Journal Article
Atmospheric Chemistry and Physics, vol. 20, iss. 14, pp. 8855-8865, 2020
Authors
Gunnar Myhre, Bjørn H. Samset, Christian W. Mohr, Kari Alterskjær, Yves Balkanski, Nicolas Bellouin, Mian Chin, James Haywood, Øivind Hodnebrog, Stefan Kinne, Guangxing Lin, Marianne T. Lund, Joyce E. Penner, Michael Schulz, Nick Schutgens, Ragnhild B. Skeie, Philip Stier, Toshihiko Takemura, Kai Zhang
Abstract
Abstract. The radiative forcing of the aerosol–radiation interaction can be
decomposed into clear-sky and cloudy-sky portions.
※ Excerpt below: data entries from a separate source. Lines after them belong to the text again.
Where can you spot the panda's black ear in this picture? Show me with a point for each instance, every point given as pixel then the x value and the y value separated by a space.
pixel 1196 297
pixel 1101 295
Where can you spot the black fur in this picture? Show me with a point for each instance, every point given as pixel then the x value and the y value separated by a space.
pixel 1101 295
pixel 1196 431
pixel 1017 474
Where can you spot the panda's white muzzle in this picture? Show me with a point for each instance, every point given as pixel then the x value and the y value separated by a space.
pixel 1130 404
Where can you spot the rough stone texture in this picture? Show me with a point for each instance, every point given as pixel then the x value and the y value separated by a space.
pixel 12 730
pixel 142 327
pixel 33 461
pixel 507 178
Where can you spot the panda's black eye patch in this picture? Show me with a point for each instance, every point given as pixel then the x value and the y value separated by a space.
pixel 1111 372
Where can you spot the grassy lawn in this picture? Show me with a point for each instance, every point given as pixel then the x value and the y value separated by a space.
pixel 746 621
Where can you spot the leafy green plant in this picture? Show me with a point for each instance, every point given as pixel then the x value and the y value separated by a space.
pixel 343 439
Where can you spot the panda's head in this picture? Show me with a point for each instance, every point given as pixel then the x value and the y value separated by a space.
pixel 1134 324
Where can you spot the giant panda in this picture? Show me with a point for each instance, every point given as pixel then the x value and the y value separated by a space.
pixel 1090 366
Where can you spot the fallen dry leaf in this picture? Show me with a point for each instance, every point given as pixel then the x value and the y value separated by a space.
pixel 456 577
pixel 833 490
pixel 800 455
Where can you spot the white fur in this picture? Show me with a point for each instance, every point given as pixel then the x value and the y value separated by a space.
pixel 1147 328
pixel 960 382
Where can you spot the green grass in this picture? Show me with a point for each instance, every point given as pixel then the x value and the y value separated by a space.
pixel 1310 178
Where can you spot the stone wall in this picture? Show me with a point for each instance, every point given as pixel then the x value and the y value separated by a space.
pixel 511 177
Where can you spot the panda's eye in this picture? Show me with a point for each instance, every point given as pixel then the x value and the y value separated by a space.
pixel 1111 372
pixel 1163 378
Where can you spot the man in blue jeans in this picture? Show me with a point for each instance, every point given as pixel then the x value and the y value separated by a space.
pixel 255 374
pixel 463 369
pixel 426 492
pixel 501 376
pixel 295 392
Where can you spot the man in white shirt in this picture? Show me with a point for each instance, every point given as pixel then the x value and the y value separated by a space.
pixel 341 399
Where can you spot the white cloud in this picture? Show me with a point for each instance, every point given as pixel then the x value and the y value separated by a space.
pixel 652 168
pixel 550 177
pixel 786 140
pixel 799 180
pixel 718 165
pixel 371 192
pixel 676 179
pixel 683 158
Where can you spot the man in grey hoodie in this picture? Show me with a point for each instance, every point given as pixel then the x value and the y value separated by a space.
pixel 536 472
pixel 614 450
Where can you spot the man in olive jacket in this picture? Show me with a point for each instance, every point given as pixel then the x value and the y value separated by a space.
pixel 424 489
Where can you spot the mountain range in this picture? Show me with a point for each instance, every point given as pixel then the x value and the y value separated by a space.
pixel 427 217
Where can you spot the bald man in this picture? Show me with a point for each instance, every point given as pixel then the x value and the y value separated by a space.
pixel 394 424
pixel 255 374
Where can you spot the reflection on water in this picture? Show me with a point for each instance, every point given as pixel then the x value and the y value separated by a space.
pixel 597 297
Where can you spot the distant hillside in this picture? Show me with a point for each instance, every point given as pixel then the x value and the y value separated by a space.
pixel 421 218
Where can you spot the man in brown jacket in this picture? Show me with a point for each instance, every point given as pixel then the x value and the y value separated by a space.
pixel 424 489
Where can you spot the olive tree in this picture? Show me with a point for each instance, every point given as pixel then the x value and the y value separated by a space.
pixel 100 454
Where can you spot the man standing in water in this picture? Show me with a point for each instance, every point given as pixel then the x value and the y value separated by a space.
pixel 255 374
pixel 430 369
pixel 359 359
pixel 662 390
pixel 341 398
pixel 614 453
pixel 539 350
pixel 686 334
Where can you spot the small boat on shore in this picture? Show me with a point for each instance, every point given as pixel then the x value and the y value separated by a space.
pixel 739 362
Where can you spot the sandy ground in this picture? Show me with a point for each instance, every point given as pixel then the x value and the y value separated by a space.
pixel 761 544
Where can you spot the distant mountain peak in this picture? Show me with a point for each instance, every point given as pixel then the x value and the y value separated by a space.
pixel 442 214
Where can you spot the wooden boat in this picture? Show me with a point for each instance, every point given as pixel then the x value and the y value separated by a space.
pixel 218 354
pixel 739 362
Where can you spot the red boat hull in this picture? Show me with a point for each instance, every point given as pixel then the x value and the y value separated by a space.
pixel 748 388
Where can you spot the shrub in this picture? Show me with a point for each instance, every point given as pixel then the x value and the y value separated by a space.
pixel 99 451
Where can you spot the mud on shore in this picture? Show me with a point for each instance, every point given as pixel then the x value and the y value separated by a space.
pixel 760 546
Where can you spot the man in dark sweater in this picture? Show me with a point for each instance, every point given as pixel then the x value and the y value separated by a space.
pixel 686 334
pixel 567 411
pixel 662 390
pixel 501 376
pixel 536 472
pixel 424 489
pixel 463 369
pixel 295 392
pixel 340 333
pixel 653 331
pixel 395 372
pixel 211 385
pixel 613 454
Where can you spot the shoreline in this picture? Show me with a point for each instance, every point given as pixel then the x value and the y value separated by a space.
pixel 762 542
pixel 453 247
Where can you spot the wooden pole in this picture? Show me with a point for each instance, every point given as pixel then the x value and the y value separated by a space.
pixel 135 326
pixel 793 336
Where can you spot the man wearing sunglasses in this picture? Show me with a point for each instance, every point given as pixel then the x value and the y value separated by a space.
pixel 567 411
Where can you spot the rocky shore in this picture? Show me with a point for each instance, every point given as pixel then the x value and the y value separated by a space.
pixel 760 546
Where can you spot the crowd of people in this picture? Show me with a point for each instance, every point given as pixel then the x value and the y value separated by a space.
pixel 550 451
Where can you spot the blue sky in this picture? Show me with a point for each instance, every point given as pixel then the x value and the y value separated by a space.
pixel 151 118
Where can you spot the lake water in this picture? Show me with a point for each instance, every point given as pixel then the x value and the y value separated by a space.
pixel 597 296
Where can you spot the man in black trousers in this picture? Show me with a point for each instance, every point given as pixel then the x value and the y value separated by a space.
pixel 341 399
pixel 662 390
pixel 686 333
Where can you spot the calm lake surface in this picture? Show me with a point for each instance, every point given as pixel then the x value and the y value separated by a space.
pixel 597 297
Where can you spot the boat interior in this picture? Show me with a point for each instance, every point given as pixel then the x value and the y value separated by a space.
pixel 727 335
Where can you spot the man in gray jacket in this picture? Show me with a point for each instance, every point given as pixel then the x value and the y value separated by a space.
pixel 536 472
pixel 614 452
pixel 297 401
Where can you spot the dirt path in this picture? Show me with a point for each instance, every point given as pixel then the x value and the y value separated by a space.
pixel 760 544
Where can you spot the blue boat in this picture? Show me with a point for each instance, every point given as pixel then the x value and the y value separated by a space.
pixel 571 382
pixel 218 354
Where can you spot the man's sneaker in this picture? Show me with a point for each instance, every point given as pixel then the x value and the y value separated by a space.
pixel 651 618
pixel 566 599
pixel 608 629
Two sets of multi-model
simulations within Aerosol Comparisons between Observations and Models (AeroCom), combined with observational methods, and the
time evolution of aerosol emissions over the industrial era show that the
contribution from cloudy-sky regions is likely weak. A mean of the
simulations considered is 0.01±0.1 W m−2. Multivariate data
analysis of results from AeroCom Phase II shows that many factors influence
the strength of the cloudy-sky contribution to the forcing of the
aerosol–radiation interaction. Overall, single-scattering albedo of
anthropogenic aerosols and the interaction of aerosols with the short-wave
cloud radiative effects are found to be important factors. A more dedicated
focus on the contribution from the cloud-free and cloud-covered sky fraction,
respectively, to the aerosol–radiation interaction will benefit the
quantification of the radiative forcing and its uncertainty range.